Il sogno della medicina moderna è quello di adottare tecniche mini-invasive e mirate per trattare numerose patologie, tra cui disordini neuronali e motori, che ad oggi vedono prevalentemente l’utilizzo di cure farmacologiche.
Grazie allo sviluppo di sofisticati dispositivi neuroelettronici negli ultimi decenni, è stato possibile modulare l’attività nervosa attraverso stimolazioni elettriche tramite l’impiego di elettrodi intracellulari ed extracellulari ultra-sottili, flessibili e altamente performanti.
Tuttavia, nonostante i notevoli progressi tecnologici, rimangono ancora numerose sfide da affrontare per rendere questi dispositivi applicabili in ambito clinico, come l’integrazione perfetta ed efficace dei componenti elettronici nei tessuti neurali, la stabilità a lungo termine e la disponibilità di modelli validi per testare l’efficacia dei dispositivi bioelettronici in vivo.

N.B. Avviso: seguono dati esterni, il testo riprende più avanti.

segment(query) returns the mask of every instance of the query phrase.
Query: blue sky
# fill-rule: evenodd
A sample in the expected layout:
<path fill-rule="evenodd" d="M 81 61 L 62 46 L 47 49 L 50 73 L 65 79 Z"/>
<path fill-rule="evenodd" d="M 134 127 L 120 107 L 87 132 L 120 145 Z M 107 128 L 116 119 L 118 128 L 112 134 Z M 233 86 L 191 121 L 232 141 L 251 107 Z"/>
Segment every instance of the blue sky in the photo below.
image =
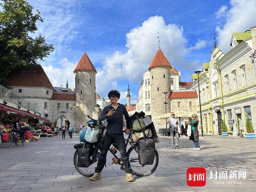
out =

Oggi, il gruppo di ricerca guidato da Claudia Tortiglione presso l’Istituto di scienze applicate e sistemi intelligenti del Consiglio nazionale delle ricerche di Pozzuoli (Cnr-Isasi), è riuscito a fare un passo avanti nello sviluppo di dispositivi neuroelettronici, scoprendo nuove interazioni tra la materia vivente e i composti sintetici, aprendo così prospettive innovative nel campo della neuromodulazione.

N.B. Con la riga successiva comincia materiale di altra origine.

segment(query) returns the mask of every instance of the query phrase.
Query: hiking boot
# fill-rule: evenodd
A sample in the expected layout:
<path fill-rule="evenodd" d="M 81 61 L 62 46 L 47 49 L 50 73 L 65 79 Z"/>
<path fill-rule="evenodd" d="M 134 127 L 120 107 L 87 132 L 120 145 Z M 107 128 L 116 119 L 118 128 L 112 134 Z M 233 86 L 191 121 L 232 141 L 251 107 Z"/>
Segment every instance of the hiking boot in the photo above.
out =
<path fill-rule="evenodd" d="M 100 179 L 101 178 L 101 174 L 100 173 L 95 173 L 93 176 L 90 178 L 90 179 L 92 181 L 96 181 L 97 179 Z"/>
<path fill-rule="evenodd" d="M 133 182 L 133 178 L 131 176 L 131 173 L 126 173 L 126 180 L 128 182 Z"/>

Il team di ricerca, che annovera anche le ricercatrici Angela Tino e Silvia Santillo, ha recentemente pubblicato uno studio sulla rivista Science Advances che ha dimostrato l’efficacia di una molecola organica semiconduttore, sintetizzata presso il Laboratory of Organic Electronics dell’Università di Linköping, nella stimolazione di specifiche reti neuronali nel polipo Hydra vulgaris.
In particolare, l’oligomero coniugato ETE-S ha dimostrato di essere in grado di attivare il movimento dei tentacoli e le contrazioni spontanee del corpo dell’animale, inducendo una risposta comportamentale precisa. L’approccio farmacologico ed elettrofisiologico ha permesso di dimostrare che tale effetto è da attribuire alla modulazione dell’attività elettrica dei neuroni localizzati nella testa dell’animale.

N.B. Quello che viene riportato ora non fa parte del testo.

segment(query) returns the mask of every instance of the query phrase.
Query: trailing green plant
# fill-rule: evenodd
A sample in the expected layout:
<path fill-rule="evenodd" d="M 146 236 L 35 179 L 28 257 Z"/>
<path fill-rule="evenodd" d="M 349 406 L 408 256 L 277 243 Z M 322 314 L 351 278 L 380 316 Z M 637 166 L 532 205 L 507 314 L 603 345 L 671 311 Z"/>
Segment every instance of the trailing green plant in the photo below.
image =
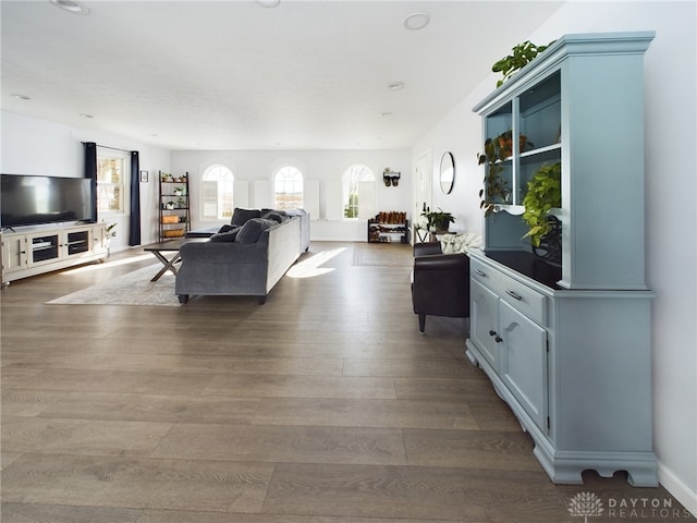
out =
<path fill-rule="evenodd" d="M 518 135 L 518 150 L 526 147 L 535 147 L 524 134 Z M 496 138 L 488 138 L 484 143 L 484 153 L 478 153 L 479 165 L 487 165 L 487 173 L 484 178 L 484 188 L 479 191 L 479 208 L 484 209 L 484 216 L 489 216 L 496 210 L 496 204 L 505 202 L 511 191 L 509 183 L 501 177 L 503 162 L 513 155 L 513 131 L 509 130 Z"/>
<path fill-rule="evenodd" d="M 107 226 L 106 232 L 107 232 L 107 239 L 108 240 L 111 240 L 112 238 L 115 238 L 117 236 L 117 224 L 115 223 L 109 223 Z"/>
<path fill-rule="evenodd" d="M 540 240 L 552 230 L 549 211 L 562 205 L 561 163 L 545 165 L 533 173 L 523 205 L 523 221 L 529 228 L 523 238 L 529 238 L 533 246 L 539 247 Z"/>
<path fill-rule="evenodd" d="M 479 208 L 484 209 L 484 216 L 494 211 L 497 203 L 505 202 L 510 195 L 508 182 L 501 177 L 503 160 L 506 158 L 505 147 L 501 146 L 499 137 L 487 138 L 484 143 L 484 153 L 477 153 L 479 165 L 487 165 L 484 177 L 484 188 L 479 191 Z"/>
<path fill-rule="evenodd" d="M 491 66 L 491 71 L 494 73 L 503 74 L 503 78 L 497 82 L 497 87 L 501 87 L 513 73 L 530 63 L 535 57 L 554 44 L 554 41 L 552 40 L 546 46 L 536 46 L 530 40 L 525 40 L 523 44 L 513 47 L 511 54 L 503 57 Z"/>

Questo studio rappresenta un importante passo verso l’impiego di organismi modello, come i polipi, nella bioelettronica e nelle neuroscienze, essendo questi animali diventati preziosi strumenti di indagine per la predizione e lo studio del meccanismo d’azione di composti neuro-attivi.
La sorprendente funzione neuromodulatoria esercitata da un semiconduttore organico su una semplice rete nervosa pone l’accento sull’importanza di studiare gli effetti dei monomeri nella progettazione di interfacce neurali polimeriche. Ciò consente di ampliare il campo dei fenomeni chimico-fisici operanti all’interfaccia tra strutture bioelettroniche e materia vivente, aprendo la strada a nuove applicazioni biomediche.
Una comprensione accurata di questo processo potrebbe portare a risultati significativi nel trattamento delle patologie neurali. Pertanto, occorre prestare particolare attenzione alla scelta dei materiali utilizzati nelle interfacce mediche in modo da ottimizzare le prestazioni e garantire risultati affidabili e sostenibili a lungo termine.